Unbalanced Job Approximation using Taylor Series Expansion and Review of Performance Bounds

TL;DR

This paper introduces the Unbalanced Job Approximation (UJA), a low-cost method using Taylor series to estimate queueing network throughput, and reviews various performance bounds including the Balanced Job Bound (BJB).

Contribution

It presents the UJA method for approximating throughput in queueing networks and reviews existing bounds, extending applicability to multiple job classes and complex network configurations.

Findings

UJA with one term matches BJB throughput.

Accuracy improves with more Taylor series terms.

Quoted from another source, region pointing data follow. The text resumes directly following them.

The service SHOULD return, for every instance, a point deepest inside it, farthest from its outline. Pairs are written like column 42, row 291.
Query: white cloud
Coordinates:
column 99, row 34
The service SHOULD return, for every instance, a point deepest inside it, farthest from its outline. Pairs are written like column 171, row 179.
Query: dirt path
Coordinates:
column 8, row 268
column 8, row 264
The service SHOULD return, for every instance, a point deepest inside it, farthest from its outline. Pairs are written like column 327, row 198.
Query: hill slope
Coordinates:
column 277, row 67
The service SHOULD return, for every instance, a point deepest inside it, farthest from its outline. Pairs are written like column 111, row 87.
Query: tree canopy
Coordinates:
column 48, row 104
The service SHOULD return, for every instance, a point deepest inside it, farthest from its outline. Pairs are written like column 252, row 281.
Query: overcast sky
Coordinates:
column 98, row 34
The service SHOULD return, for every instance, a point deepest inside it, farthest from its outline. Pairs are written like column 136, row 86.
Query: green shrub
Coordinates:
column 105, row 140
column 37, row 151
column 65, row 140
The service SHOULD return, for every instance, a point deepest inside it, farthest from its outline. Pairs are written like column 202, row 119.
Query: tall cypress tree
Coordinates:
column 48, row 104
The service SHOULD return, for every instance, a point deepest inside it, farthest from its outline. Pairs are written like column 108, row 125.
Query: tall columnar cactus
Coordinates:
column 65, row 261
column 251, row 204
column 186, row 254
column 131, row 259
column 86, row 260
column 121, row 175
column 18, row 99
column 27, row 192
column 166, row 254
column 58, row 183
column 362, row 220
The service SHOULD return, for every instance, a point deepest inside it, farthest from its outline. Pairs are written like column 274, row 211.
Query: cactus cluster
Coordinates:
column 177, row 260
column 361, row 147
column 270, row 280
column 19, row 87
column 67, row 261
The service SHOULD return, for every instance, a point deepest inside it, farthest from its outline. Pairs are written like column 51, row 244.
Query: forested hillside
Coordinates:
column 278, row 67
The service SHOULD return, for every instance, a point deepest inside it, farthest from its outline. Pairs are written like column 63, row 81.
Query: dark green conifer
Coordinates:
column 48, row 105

UJA reduces computational cost in large QNs.

Abstract

Unbalanced Job Approximation - UJA is a family of low-cost formulas to obtain the throughput of Queueing Networks - QNs with fixed rate servers using Taylor series expansion of job loadings with respect to the mean loading. UJA with one term yields the same throughput as optimistic Balanced Job Bound - BJB, which at some point exceeds the maximum asymptotic throughput. The accuracy of the estimated throughput increases with more terms in the Taylor series. UJA can be used in parametric studies by reducing the cost of solving large QNs by aggregating stations into a single Flow-Equivalent Service Center - FESCs defined by its throughput characteristic. While UJA has been extended to two classes it may be applied to more classes by job class aggregation. BJB has been extended to QNs with delay servers and multiple jobs classes by Eager and Sevcik, throughput bounds by Eager and Sevcik, Kriz, Proportional Bound - PB and Prop. Approximation Bound - PAM by Hsieh and Lam and Geometric Bound - GB by Casale et al. are reviewed.